Inserting Backdoors into Open Source Compilers

When we mention Ken Thompson, the first thing that comes to mind is the UNIX operating system he invented. For this, he won the Turing Award in 1984. In his Turing Award speech, Ken Thompson raised a profound question: Does seeing the source code of software mean there are no backdoors? Could there be self-replicating backdoors in compilers?

KenThompson

This paper published in “ACM Communications” is only three pages long and omits many details. The principle is a bit like a C program that outputs its own code, but it’s much more difficult. Following in the footsteps of the sages, I inserted a self-replicating backdoor into an open-source C compiler—tcc. This compiler, with the backdoor, will automatically insert a backdoor when compiling the source code of the Linux login program sulogin.

What is sulogin

When the file system fails to mount or other faults occur during the startup process, Linux often enters a screen as shown below, asking for the root password to enter the recovery console. The program that requests the root password is /sbin/sulogin.

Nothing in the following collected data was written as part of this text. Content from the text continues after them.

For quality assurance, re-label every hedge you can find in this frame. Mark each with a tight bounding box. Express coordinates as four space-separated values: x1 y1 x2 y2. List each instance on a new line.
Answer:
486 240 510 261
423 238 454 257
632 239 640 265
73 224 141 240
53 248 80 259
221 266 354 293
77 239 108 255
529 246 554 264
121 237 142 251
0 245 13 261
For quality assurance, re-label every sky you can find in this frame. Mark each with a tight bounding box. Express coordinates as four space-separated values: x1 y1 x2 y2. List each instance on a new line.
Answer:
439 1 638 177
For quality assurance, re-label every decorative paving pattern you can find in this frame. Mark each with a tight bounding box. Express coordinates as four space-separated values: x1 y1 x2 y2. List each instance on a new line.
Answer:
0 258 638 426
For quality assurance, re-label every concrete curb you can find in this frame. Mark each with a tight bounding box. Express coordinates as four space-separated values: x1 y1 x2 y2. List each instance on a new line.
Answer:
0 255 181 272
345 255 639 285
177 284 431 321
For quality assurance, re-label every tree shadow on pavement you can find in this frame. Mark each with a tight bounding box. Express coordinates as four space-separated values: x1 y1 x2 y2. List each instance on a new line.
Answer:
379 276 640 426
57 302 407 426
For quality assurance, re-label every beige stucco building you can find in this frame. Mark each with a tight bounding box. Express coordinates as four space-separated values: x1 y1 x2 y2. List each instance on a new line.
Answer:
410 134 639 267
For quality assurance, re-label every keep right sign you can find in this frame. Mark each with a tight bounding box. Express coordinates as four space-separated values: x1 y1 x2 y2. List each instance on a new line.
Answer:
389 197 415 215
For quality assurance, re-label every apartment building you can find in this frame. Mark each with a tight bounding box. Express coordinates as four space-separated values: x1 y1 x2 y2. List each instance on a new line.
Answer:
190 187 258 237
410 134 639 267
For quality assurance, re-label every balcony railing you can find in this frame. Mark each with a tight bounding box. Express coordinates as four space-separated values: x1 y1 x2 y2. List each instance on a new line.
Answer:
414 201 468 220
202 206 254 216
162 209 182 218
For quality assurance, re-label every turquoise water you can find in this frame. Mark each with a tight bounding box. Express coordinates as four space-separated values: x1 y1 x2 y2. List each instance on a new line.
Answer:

sulogin interface sulogin interface

This program runs as root, checks the user-entered root password against the system user database, and if correct, enters a root shell. I used sulogin as an example simply because it has fewer lines of code than the standard command-line login program /bin/login. If the sulogin program could quietly accept the password “bojieli” in addition to the correct password…

Let’s start with the source code of sulogin. (sulogin is in the util-linux package, Debian series can use dpkg -S to search for it) The part responsible for password verification is shown below.

Untitled

Just add a condition check, and it’s all clear!

Untitled

Of course, inserting such an obvious backdoor code into sulogin is too crude. Why not let the compiler accomplish this glorious and great mission?

Let the compiler insert a backdoor into sulogin

Simply put, the input of the compiler is the program source code, and the output is binary machine code. As long as the compiler discovers that it is compiling sulogin, it replaces specific parts of the source code and inserts a backdoor.

Untitled

How to “discover” that what is being compiled is sulogin? Compilers are complex. Replacing at the AST (Abstract Syntax Tree) level is relatively hidden and robust to modifications of sulogin code, but it’s more difficult. Since this is a demonstration, we’ll just do simple source code text matching and replacement.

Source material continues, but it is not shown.